Considering what I do and do not know is helping to focus the project in important ways. While I know that I want to consider nineteenth-century sensation novels, I am finding that it is difficult to establish a comprehensive list of what texts should be included. With this question in mind, I am interested in reaching out to fellow Victorianists to see what texts they might be interested in seeing studied in this way. By making a project that engages with texts of interest to the larger field of Victorian studies, I hope to build a project that will be both accessible and useful for students and faculty. I am still working out the logistics of what texts are available digitally and whether they are in a form that can be manipulated or mined in the ways I will need them to be. This brings me back to what I do not know, which includes what software and/or digital tools will be necessary to track, gather, and present the data in question. Once I have established the core texts I will be examining, I am looking forward to exploring the different ways in which I can work with the novels I have chosen.

As with any new project, the barriers and constraints seem to change every time I think through the project. Two constants are my own lack of digital scholarship experience and the limitations such a specific dataset may cause.

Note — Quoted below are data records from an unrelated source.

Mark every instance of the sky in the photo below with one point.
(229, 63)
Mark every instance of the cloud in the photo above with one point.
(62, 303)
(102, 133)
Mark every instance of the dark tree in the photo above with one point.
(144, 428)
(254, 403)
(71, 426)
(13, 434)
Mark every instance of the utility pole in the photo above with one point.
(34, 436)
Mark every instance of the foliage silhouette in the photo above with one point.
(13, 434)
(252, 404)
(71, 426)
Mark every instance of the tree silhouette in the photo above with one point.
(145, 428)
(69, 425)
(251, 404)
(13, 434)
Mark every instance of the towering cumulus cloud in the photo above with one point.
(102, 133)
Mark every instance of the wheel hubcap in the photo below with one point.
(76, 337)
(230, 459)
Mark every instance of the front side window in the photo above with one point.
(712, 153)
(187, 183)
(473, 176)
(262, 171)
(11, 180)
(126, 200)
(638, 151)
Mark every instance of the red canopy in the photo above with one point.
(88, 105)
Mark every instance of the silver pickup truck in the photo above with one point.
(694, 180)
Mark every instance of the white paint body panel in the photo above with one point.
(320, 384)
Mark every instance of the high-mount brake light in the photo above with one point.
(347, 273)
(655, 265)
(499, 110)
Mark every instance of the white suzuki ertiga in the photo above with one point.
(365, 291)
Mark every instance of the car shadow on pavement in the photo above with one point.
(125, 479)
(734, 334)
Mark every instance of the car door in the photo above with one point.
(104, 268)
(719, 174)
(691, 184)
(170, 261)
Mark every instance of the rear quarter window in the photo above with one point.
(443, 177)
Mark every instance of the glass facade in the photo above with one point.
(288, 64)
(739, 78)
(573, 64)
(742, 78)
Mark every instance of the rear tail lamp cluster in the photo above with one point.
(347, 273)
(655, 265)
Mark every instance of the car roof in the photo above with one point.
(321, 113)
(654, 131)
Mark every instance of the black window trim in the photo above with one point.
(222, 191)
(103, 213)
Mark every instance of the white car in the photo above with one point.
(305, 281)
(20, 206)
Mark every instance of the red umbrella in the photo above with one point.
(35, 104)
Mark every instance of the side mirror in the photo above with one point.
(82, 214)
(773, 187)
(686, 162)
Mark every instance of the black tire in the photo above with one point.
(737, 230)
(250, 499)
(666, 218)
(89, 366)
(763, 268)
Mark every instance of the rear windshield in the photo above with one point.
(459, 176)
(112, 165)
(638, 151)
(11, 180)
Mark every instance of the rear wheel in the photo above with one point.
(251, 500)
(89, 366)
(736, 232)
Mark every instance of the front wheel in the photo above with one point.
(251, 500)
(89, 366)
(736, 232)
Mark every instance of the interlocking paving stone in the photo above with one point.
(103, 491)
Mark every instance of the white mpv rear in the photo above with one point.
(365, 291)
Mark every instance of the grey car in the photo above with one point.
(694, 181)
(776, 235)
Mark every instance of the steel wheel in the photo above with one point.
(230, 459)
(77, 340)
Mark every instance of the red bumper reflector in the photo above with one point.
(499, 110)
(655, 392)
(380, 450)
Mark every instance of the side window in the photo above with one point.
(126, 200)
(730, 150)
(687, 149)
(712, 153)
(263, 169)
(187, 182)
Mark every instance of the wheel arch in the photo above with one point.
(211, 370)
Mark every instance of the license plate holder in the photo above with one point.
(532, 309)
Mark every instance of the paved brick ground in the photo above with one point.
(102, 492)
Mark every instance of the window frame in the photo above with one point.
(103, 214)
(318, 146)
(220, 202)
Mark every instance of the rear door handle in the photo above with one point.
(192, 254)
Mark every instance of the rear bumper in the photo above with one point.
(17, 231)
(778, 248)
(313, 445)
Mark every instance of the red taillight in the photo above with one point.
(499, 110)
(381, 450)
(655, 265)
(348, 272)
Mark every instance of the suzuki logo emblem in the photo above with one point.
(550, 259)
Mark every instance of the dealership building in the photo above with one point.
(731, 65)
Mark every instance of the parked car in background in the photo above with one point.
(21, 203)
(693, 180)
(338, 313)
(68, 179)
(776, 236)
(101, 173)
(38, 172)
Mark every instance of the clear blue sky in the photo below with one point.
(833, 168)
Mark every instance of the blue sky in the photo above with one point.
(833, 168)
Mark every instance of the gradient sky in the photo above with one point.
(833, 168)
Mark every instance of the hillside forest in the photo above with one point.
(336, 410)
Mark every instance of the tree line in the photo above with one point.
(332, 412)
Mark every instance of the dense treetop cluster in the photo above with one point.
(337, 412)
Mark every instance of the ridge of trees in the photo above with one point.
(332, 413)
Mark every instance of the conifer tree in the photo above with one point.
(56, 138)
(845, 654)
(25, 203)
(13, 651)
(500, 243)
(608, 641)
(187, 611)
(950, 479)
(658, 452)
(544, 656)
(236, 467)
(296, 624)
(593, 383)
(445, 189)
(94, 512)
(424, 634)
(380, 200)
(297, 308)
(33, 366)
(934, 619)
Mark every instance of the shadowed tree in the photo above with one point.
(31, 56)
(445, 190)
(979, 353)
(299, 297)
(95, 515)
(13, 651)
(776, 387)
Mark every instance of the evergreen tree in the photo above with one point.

I plan on continuing to ask questions about the project’s usefulness and accessibility as I develop it, as well as considering ways in which my project model might be adapted or expanded beyond my own interest in literary clothing. A successful project will not only provide a visual representation of the presence of women’s clothing in sensation novels as well as a timeline that tracks patterns of occurrence, but it will also provide a workable model for other projects interested in textual patterns of historical and cultural significance. A less successful, though perhaps not fully failed, version of the project will provide me with the data I am interested in for my research but perhaps either not represent the patterns of circulation and resurgence that I am expecting, or not provide a workable model for this type of digital analysis.